İyi Kitap

Çocuk ve Gençlik Kitapları Dergisi

Rüzgârın ayakları yoktur!

Rüzgârın ayakları yoktur!

Simla SUNAY

En genç yazarımız Ayla Çınaroğlu’ndan, çocuk yazınımızın ayıbını örten, açığını kapatan bir eser: Denize Doğru. Hani sokaklarda pek göremediğimiz kadar, satırlarda da okuyamadığımız ‘engellenmiş’ hayatlara değinen…

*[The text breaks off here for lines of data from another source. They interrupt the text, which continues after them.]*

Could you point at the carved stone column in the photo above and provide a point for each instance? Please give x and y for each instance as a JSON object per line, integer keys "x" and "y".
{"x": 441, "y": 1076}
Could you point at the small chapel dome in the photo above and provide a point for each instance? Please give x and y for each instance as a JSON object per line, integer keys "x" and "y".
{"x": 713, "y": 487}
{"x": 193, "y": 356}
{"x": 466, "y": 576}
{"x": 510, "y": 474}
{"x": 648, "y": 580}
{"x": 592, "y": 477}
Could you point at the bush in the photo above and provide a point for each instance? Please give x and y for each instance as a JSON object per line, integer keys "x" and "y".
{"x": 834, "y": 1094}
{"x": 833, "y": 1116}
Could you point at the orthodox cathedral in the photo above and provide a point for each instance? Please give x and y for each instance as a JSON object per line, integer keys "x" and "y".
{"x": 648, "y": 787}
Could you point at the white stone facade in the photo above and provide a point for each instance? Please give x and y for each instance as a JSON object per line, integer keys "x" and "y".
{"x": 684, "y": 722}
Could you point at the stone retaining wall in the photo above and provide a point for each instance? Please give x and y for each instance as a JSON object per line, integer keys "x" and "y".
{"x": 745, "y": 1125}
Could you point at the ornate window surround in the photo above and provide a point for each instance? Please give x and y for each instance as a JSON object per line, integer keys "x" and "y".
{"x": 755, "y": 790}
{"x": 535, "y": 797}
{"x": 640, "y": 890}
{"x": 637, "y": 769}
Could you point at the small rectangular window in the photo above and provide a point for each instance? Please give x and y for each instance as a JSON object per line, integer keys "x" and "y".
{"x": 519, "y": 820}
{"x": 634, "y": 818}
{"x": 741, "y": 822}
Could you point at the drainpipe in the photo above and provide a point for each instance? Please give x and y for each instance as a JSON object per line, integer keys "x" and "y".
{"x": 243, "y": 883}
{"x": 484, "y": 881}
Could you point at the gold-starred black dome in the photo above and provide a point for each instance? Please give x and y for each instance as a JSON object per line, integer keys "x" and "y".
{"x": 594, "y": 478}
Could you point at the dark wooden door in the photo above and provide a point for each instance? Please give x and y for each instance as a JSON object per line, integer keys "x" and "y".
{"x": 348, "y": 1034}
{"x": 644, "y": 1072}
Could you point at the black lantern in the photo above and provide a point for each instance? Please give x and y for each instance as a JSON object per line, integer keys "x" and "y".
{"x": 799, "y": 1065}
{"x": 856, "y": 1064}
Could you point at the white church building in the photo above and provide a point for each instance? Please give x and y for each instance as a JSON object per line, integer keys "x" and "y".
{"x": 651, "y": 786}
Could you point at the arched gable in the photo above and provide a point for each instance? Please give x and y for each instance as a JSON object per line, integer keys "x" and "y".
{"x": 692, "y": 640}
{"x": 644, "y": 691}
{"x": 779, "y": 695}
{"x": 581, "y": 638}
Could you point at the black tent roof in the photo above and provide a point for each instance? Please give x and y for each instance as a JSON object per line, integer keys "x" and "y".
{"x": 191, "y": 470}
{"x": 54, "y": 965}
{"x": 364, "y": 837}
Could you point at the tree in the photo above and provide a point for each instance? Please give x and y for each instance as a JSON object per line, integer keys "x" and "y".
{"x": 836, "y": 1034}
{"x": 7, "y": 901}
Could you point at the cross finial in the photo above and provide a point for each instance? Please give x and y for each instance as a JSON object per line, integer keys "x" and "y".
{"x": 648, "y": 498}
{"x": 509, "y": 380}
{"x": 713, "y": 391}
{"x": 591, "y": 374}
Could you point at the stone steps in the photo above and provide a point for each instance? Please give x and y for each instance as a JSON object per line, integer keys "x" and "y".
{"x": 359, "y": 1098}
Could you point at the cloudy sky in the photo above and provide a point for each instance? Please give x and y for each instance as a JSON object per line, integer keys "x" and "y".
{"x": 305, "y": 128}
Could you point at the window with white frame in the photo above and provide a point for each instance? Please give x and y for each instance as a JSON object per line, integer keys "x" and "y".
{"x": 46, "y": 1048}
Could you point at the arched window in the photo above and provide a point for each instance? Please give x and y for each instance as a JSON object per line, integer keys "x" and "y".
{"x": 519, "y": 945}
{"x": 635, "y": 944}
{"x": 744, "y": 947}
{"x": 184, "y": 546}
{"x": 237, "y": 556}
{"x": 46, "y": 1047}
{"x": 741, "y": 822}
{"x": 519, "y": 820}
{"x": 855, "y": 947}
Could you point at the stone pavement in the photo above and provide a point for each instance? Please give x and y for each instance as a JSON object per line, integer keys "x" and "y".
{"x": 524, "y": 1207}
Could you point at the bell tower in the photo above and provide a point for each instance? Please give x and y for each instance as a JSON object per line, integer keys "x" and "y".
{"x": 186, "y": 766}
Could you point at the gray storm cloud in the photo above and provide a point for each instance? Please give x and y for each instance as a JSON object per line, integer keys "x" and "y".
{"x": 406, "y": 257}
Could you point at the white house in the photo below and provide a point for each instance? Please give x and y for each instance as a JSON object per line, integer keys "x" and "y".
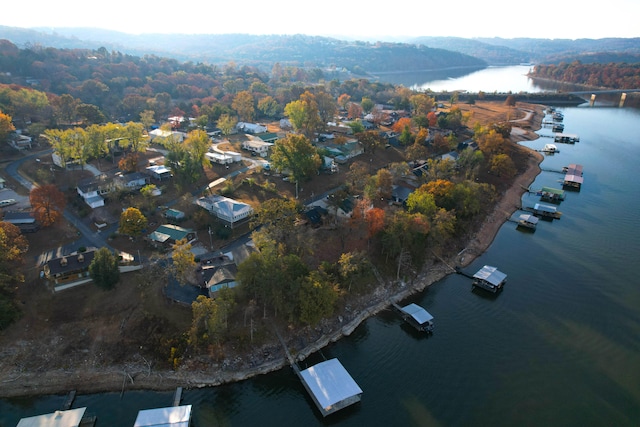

Ayla Çınaroğlu en genç yazarımız çünkü yeniliklerden vazgeçmiyor. Kitap kapağı tasarlarken, resim çizerken, metin kurarken, dil oluştururken deneysellikten
çekinmiyor, eskiye takılı kalmıyor. Üstelik de bunu hayal gücünü içi boş bir balon gibi şişirip bilimkurgular, fantastik eserler yazarak değil ‘gerçeği’ metnin merkezine alarak yapıyor. Öykü, duru ve sade iken, anlatım ve dil okuru sımsıkı sarıyor ve kitap bittiğinde asla aynı insan olamıyorsunuz.

İçi dışı mavi bir kitap Denize Doğru. Çınaroğlu’nun suluboya dokunuşlarıyla huzur dolu özel bir tasarımı var. Metin, uzun ve sıkıcı satırlardan değil, berrak ve akıcı dizelerden oluşmuş. Şiirsel olma kaygısı duymadan, ses uyumlu, özgür kelimeler birbiriyle el ele, doğallıkla dizilmiş. Sayfalardaki boşluklar okuru daha çok çalıştırmak için… Tıpkı şiirde olduğu gibi; bir kelime duyulmak için beklenilirken akılda nasıl bir yer açar ya da bir kelime bir anlama dönüştüğünde ardında nasıl
hareler bırakırsa, aynen öyle.

Çınaroğlu aynı zamanda bir betimleme ustası. Bir deniz topunun, yürüyemeyen Esma’nın avuçlarına varışının öyküsü öyküsünü okurken neredeyse deniz topunun renkli dilimlerden oluşan kaygan yüzeyine dokunuyorsunuz, onunla beraber yol alıyor ve bir canlı gibi konuştuğu satırlarda onun gözünden bakıyorsunuz. Deniz topunu bir eczanenin vitrininde durduğu zamanlarda, gidip gelip inceleyen çocukların heyecanlarını, arzularını hissedebiliyorsunuz.

DENİZ TOPU
Bir gün köprüden geçerken bulduğu deniz topunu kızı Esma’ya götüren babanın tek isteği kızını mutlu etmektir. Gidip alamadıktan sonra topu atmanın ne anlamı var? Yatağında topla ilk oynadığında annesi ve babası kaçan deniz topunu Esma’ya getirirler ama bu ne kadar böyle gider! Hayatı televizyon izler gibi izlemek, başkalarına bağımlı yaşamak, özgür olamamak… Esma usulca deniz topunun hava tıpasını açar…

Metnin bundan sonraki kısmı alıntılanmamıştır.